Food halls are on the rise. Burger King aims to reclaim its flame. Unox opens a new manufacturing facility. These stories and more This Week in Foodservice.
Congratulations to the six restaurants that were named the 2026 James Beard America’s Classics Award winners.
Part of the James Beard Restaurant and Chef Awards, these “institutions reflect local character and cultural traditions and serve as an enduring anchor for their communities by serving delicious food across many years.”
Since the category’s inception in 1998, more than 100 restaurants across the country have earned the distinction of the American Classic Award.
Foodservice News This Week
- Despite economic conditions slightly improving during the month, the restaurant industry remained in contraction mode in January, per the National Restaurant Association’s Restaurant Performance Index. The RPI came in at 99.9% in January, which is 0.6% better than January. Any reading of less than 100%, though, indicates the industry remains in contraction. Looking ahead, 36% of operators anticipate their sales will increase in the next six months compared to only 12% that anticipate a decline.

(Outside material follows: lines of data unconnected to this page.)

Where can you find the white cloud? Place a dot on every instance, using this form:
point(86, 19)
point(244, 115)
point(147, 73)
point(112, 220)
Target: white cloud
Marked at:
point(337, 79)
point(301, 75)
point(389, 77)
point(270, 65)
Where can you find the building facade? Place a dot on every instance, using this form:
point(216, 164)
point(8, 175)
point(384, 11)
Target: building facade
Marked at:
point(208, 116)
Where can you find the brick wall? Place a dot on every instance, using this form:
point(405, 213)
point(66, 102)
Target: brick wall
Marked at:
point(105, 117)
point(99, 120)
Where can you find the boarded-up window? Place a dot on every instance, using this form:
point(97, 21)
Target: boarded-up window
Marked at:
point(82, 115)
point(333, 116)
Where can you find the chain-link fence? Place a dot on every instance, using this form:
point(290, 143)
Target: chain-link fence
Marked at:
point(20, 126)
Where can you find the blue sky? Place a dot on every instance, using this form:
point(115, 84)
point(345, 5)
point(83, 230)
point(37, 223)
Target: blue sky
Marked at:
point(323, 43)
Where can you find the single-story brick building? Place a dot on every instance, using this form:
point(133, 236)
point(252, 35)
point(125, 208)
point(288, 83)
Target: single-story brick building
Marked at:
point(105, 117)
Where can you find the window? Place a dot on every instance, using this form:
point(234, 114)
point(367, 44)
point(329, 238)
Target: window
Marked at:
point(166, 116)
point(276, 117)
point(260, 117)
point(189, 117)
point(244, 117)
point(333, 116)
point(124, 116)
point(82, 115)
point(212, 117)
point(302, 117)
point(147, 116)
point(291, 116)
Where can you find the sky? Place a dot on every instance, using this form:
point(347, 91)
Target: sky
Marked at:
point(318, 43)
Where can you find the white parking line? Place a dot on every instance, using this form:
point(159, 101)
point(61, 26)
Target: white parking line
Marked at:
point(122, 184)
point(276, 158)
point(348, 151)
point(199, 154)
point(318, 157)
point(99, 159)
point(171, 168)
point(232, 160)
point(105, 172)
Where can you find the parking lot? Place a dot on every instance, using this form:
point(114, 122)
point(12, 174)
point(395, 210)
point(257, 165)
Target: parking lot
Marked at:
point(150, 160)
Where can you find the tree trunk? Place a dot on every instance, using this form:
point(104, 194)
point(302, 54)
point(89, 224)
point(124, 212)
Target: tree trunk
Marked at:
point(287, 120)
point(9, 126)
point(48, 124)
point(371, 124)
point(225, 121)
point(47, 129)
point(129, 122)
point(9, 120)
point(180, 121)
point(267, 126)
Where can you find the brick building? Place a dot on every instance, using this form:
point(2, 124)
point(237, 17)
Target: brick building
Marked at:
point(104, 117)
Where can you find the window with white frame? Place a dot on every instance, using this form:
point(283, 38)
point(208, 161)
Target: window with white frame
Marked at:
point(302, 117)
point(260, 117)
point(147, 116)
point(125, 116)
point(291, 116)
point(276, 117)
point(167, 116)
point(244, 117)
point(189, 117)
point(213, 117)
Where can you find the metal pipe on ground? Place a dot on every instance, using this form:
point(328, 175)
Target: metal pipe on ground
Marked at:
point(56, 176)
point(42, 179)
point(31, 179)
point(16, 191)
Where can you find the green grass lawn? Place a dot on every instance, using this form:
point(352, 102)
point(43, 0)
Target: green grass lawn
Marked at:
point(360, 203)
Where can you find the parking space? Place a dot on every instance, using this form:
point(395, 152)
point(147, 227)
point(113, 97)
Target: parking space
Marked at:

- Food halls and entertainment venues are the top merging segments for parties of two or more, per data from Technomic. It’s 2026 Emerging Channels Consumer Trend report notes the top reasons consumers visit food hauls are to have a quick meal and the variety of food options. The top reason they visit eatertainment venues is to enjoy social activities with friends, families and co-workers.

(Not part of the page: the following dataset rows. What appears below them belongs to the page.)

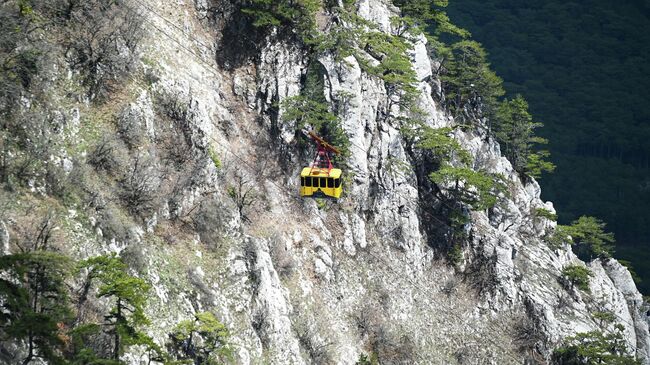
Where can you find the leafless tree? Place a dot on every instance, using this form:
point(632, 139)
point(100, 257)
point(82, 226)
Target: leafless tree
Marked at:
point(243, 193)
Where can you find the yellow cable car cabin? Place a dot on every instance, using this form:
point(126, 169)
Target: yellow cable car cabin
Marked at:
point(320, 183)
point(321, 179)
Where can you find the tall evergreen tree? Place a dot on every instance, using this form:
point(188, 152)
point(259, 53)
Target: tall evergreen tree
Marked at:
point(468, 80)
point(34, 302)
point(128, 295)
point(515, 130)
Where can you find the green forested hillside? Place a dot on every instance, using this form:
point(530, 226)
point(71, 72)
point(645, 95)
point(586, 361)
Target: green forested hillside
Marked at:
point(584, 67)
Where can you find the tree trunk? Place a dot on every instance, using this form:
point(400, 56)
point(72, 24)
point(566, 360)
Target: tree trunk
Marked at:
point(116, 349)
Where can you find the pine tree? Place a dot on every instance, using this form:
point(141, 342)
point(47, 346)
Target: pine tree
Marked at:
point(202, 340)
point(34, 302)
point(514, 129)
point(577, 275)
point(476, 189)
point(424, 13)
point(595, 347)
point(468, 80)
point(588, 235)
point(128, 295)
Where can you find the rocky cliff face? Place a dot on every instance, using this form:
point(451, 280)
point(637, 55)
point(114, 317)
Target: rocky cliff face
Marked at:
point(300, 282)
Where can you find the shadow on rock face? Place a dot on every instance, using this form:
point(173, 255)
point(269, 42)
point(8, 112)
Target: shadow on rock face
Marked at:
point(240, 42)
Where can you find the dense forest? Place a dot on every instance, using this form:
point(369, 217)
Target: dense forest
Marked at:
point(583, 67)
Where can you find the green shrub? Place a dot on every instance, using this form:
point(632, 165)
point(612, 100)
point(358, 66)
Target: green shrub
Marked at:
point(590, 239)
point(477, 189)
point(514, 129)
point(578, 276)
point(603, 317)
point(455, 254)
point(595, 347)
point(214, 157)
point(545, 213)
point(296, 14)
point(468, 80)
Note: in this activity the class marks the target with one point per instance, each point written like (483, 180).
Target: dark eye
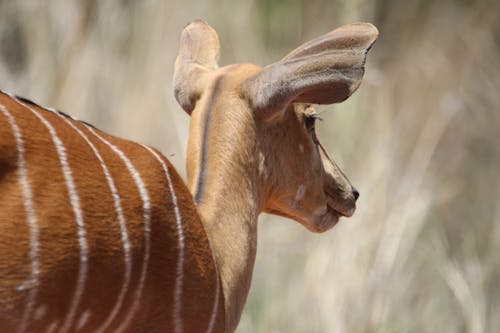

- Dual-branded stores may have Dine Brands on a path to positive growth. Because of the company’s dual-branding initiative with its Applebee’s and IHOP concepts, Dine Brands could experience positive unit growth within the next one to two years, per a FSR story. Dine Brands has 32 dual branded stores in the U.S., and they achieve 1.5 to 2.5 times higher revenue than single-brand units and pay for themselves in less than three years, the story adds. Dine Brands expects to open 50 domestic dual-branded units in 2026.

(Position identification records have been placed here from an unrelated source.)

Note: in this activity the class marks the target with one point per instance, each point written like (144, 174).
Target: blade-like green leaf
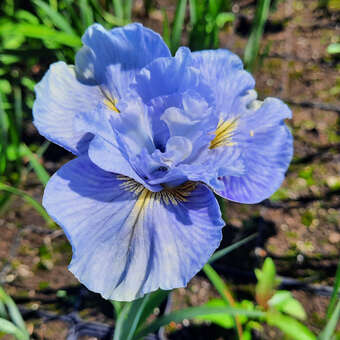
(37, 167)
(333, 48)
(127, 9)
(227, 250)
(253, 45)
(13, 310)
(193, 312)
(155, 300)
(3, 312)
(118, 306)
(331, 324)
(335, 292)
(178, 25)
(225, 293)
(86, 14)
(283, 301)
(9, 328)
(225, 321)
(291, 327)
(57, 18)
(193, 12)
(118, 8)
(40, 32)
(166, 29)
(120, 324)
(129, 319)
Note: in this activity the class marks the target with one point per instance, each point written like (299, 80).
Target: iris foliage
(152, 146)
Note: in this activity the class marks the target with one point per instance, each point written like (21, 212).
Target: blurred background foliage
(36, 33)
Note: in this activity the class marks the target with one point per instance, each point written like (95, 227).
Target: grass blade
(119, 329)
(118, 8)
(253, 45)
(193, 312)
(40, 32)
(331, 325)
(166, 28)
(227, 250)
(127, 10)
(57, 19)
(225, 293)
(178, 25)
(336, 291)
(34, 162)
(13, 310)
(8, 328)
(86, 14)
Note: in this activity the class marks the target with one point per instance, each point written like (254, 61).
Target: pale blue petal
(223, 71)
(127, 244)
(59, 97)
(111, 58)
(267, 149)
(167, 76)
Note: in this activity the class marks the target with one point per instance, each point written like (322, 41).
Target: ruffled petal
(267, 149)
(223, 71)
(126, 240)
(111, 58)
(59, 97)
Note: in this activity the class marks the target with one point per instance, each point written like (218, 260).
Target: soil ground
(299, 227)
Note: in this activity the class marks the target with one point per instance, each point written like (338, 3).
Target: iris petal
(267, 146)
(126, 240)
(60, 97)
(111, 58)
(223, 72)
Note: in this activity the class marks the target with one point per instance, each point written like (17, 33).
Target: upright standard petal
(128, 241)
(223, 71)
(111, 58)
(267, 149)
(59, 98)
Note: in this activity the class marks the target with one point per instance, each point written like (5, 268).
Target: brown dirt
(299, 228)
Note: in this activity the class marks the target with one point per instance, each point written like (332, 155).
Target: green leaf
(218, 283)
(178, 25)
(227, 250)
(225, 321)
(118, 8)
(155, 300)
(40, 32)
(333, 48)
(283, 301)
(127, 9)
(193, 312)
(86, 13)
(57, 18)
(118, 306)
(129, 319)
(267, 282)
(3, 312)
(37, 167)
(166, 28)
(253, 45)
(293, 328)
(9, 328)
(224, 18)
(335, 293)
(13, 310)
(331, 324)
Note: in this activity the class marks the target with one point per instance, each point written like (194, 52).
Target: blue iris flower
(155, 137)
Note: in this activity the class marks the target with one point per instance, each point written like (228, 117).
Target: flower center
(224, 133)
(167, 196)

- Burger King as a four-pronged plan that it hopes will help the company “Reclaim the Flame,” so to speak. The plan includes changes to its core menu items, broader operational use of artificial intelligence, extending its higher marketing fee rate and continuing the refranchising of restaurants formerly operated by Carrols, per a Restaurant Dive story.
- Sweetgreen is shaking things up a bit to improve its financial performance. The chain saw same-store sales decline 11.5% in its fourth fiscal quarter for 2025. For the year, the fast-casual chain saw a 7.9% decline in same-store sales. As a result, Sweetgreen is reconsidering its pricing structure, per a Restaurant Business story, The chain also plans to close a handful of units. On a more positive note, the chain began testing a line of wraps, which it says has been warmly received.
- Papa John’s plans to create a tighter-knit family. The chain plans to close what it describes as 300 underperforming units by the end of 2027, per a CNN story. This includes closing 200 locations in 2026. The impacted restaurants are “not meeting brand expectations or lack a clear path to sustainable financial improvement, as well as locations where we can effectively transfer sales to a nearby restaurant,” per a company spokesperson. Papa John’s had 3,500 units systemwide at the end of 2025.
- Unox opened its first U.S. manufacturing facility. The $20 million Denver, N.C., location represents a “key element of a global strategy bringing Unox closer to the customers we serve every day,” said Unox group CEO Nicola Michelon. The company began establishing a presence in the Charlotte, N.C., market back in 2017.
Economic News
- The U.S. remains, in a word, complicated. GDP increased 2.2% for 2025, which is 0.2% less than the previous year. The overall inflation rate declined 0.6% for the 12-months ending January 2026, per a News Nation analysis. But that’s only part of the story. Over that same period the costs of some items are up appreciably (coffee, beef and electricity), while other staples have seen their costs decline (eggs, gasoline and used cars). Unemployment is up 0.3% compared to January of 2025. And the economy did continue to grow, but at a slower rate.
- Initial jobless claims came in at 212,000 for the week ending February 21, 2026, per data from the U.S. Department of Labor. This represents an increase of 4,000 from the previous week. The 4-week moving average was 220,250, an increase of 750 from the previous week.
- A key inflation index rose more than economists had projected last month. The Producer Price Index for final demand increased 0.5%, per data from the U.S. Bureau of Labor Statistics. This is 0.5% more than what Dow Jones economists had forecast and 0.1% more than December, per an analysis from CNBC. Prices for final demand services advanced 0.8% and the index for final demand goods declined 0.3%. For the full year, core wholesale prices accelerated 3.6%, while the headline index posted a 2.9% gain. Both figures are well ahead of the Federal Reserve’s 2% inflation goal and suggest that rising prices are still a factor for the U.S. economy.
- Could AI crash the economy in two years? It’s a scenario worth monitoring, according to one market research firm, per a story from The Motley Fool. In its report “The 2028 Global Intelligence Crisis,” outlined a scenario – not a prediction – that shows how AI’s displacement of jobs could send unemployment to rate to more than 10% and aggregate demand in the economy declines as people lose their incomes.